We have lots of impromptu dinners with friends in our neighborhood, so we need meals that are versatile and quick to throw together, like these bowls! The ingredients are easily interchangeable to please different palates. We also whip these up for a fun, kid-friendly dish for the little ones.

Technique tip: Removing the outer skins of the garbanzo skins is slightly tedious, but it will ensure that your beans have a nice crunch to them once sautéed. Also, use a fish spatula; it will also help you flip the salmon without it breaking apart.

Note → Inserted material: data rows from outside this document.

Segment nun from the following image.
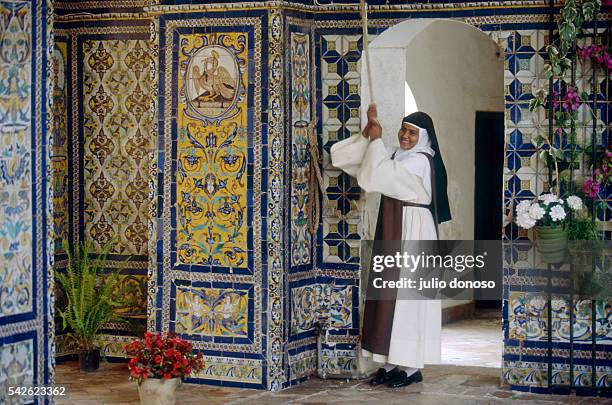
[331,104,451,388]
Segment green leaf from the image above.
[582,0,601,21]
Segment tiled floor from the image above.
[56,362,612,405]
[442,317,503,368]
[56,317,612,405]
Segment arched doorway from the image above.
[361,19,504,367]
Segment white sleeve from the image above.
[330,134,370,177]
[357,139,430,202]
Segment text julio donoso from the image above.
[372,252,495,291]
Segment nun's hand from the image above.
[368,118,382,141]
[361,121,372,138]
[368,104,378,121]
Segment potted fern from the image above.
[56,238,122,371]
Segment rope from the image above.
[360,0,376,104]
[308,120,327,236]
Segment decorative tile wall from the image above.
[50,0,610,391]
[50,37,70,258]
[0,1,54,404]
[54,22,154,357]
[149,8,272,388]
[498,28,612,394]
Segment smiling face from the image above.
[397,122,419,150]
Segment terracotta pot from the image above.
[79,349,100,372]
[138,378,181,405]
[535,226,567,263]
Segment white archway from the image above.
[360,19,505,370]
[361,19,504,239]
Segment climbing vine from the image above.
[529,0,610,196]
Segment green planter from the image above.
[535,226,567,263]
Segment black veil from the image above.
[402,111,451,223]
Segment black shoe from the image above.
[370,367,399,387]
[387,370,423,388]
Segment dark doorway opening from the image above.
[474,111,504,310]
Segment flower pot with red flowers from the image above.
[125,332,204,405]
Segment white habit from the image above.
[331,134,442,368]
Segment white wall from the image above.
[361,19,504,307]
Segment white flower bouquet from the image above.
[516,194,583,229]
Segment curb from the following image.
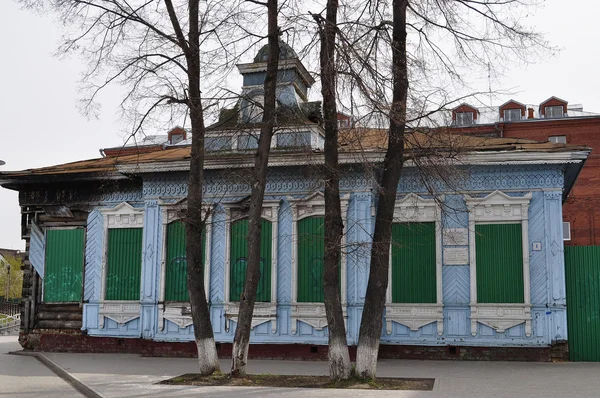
[9,351,106,398]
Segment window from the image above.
[504,109,521,122]
[563,222,571,240]
[277,131,311,148]
[298,216,325,303]
[44,228,85,303]
[465,191,532,337]
[247,95,265,123]
[548,135,567,144]
[105,228,142,300]
[204,135,232,151]
[475,223,524,304]
[238,134,258,150]
[229,218,273,302]
[456,112,474,126]
[545,105,565,118]
[390,222,437,303]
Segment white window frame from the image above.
[385,193,444,336]
[466,191,532,337]
[290,192,350,334]
[158,199,213,332]
[223,200,280,334]
[502,108,523,122]
[548,135,567,144]
[98,202,144,329]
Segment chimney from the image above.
[527,108,533,119]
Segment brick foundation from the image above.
[19,330,569,362]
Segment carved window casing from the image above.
[223,200,280,333]
[385,193,444,336]
[158,199,213,331]
[98,202,144,329]
[290,192,349,334]
[466,191,531,337]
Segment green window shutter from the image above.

Swap option: This recipe is basically a canvas in which you can easily switch up what you're working with. Swap chicken for salmon, couscous for rice or basically any veggie your heart desires.

Ingredients

  • 4 cups brown or wild rice, cooked
  • Four 8-ounce good quality salmon filets
  • 1 bunch kale, washed, stems removed and roughly chopped
  • 2 cups sweet potato, peeled and diced
  • 1 can garbanzo beans (chickpeas), drained, rinsed and outer skins removed
  • 1/2 teaspoon cumin
  • 1/2 teaspoon chili powder
  • 1/4 teaspoon salt
  • 1 clove garlic, minced
  • 1 avocado, peeled, pitted and sliced into fourths
  • Extra virgin olive oil
  • Salt and Pepper
  • Hot sauce and/or tzatziki sauce (optional)

Preparation

1.

Preheat oven to 400°F.

2.

Heat a cast iron skillet over high heat. Pat salmon filets dry and then brush both sides with olive oil, generously seasoning the flesh side with salt and pepper.

3.

Place flesh side down into skillet and sear for 4-5 minutes. Using a fish spatula, carefully flip and then place skillet in oven and bake for about 8 minutes for a rarer fish, 10-12 for more well-done. Remove from oven and set aside.

4.

Place kale and sweet potato on a rimmed baking sheet lined with parchment-paper. Drizzle with olive oil and sprinkle with salt and pepper. With oven still at 400°F, roast for 20 minutes, flipping the veggies halfway through. Set aside.

5.

While veggies are roasting, place the garbanzo beans in a bowl and add cumin, chili powder, salt and minced garlic. Toss to coat. In a sauté pan, heat vegetable oil over medium heat. Add beans and sauté for 10-15 minutes, stirring every so often, until beans have a nice golden crunch. Set aside.

6.

To assemble bowls, add 1 cup of rice per bowl, 1 sliced salmon filet, a handful of kale and sweet potatoes, a handful of garbanzo beans and top with sliced avocado. Drizzle with olive oil, hot sauce and/or your favorite tzatziki sauce.